The chick homeobox gene goosecoid (gsc) is first expressed in a barely noticeable cell population near the posterior margin (Koller's sickle) of the unincubated egg. Then it is detected in Hensen's node, traditionally considered the chick organizer. Later, gsc-expressing cells leave the node with the prechordal plate. Fate mapping indicates that these three regions are related by cell lineage, and transplantation experiments suggest that they all have inducing activity. Quail posterior margin and anterior primitive streak grafts (gsc expressing) induce gsc transcription in neighboring chick host cells.

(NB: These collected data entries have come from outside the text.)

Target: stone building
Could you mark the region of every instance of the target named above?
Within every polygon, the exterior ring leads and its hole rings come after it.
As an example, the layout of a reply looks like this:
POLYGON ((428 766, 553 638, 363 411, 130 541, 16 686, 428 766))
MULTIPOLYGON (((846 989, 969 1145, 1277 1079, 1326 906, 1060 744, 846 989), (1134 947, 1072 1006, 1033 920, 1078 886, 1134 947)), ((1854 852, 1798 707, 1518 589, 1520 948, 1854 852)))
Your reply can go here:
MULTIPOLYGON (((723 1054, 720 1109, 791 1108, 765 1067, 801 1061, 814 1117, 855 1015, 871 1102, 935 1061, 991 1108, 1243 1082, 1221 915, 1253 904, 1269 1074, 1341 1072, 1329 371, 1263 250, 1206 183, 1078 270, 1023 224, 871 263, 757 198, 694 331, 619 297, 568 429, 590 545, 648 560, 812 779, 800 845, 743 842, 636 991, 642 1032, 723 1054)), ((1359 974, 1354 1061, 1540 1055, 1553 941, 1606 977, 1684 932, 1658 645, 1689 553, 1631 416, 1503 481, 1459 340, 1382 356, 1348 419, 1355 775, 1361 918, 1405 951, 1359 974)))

We propose that development of the chick organizer starts earlier than previously thought and that gsc marks this changing cell population.

 

Goosecoid misexpression alters the morphology and Hox gene expression of the developing chick limb bud

T.A. Heanue, R.L. Johnson, Juan C. Izpisua-Belmonte, Claudio D. Stern, E.M. De Robertis and Clifford J. Tabin

Mechanisms of Development 69, 31-37 (1997)

The homeobox-containing gene goosecoid (gsc) has been implicated in a variety of embryonic processes from gastrulation to rib patterning. We have analyzed the role it plays during chick limb development. Expression is initially observed at stage 20 in a proximal-anterior-ventral domain of the early limb bud which expands during subsequent stages. Later in limb development a second domain of expression appears distally which resolves to regions which surround the condensing cartilage. In order to understand the function of gsc in limb development, we have examined the effect of misexpressing gsc throughout the limb. Two striking phenotypes are observed. The first, evident at stage 24, is an alteration in the angle of femur outgrowth from the main body axis. The second, which can be detected at day 10 of development, is an overall decrease in the size of the limb with bones that are small, misshapen and bent. These phenotypes correlate with a decrease in levels of Hox gene expression in gsc-infected limb buds. From these results we suggest that gsc may normally function to regulate growth and patterning of the limb, perhaps through regulation of Hox gene expression.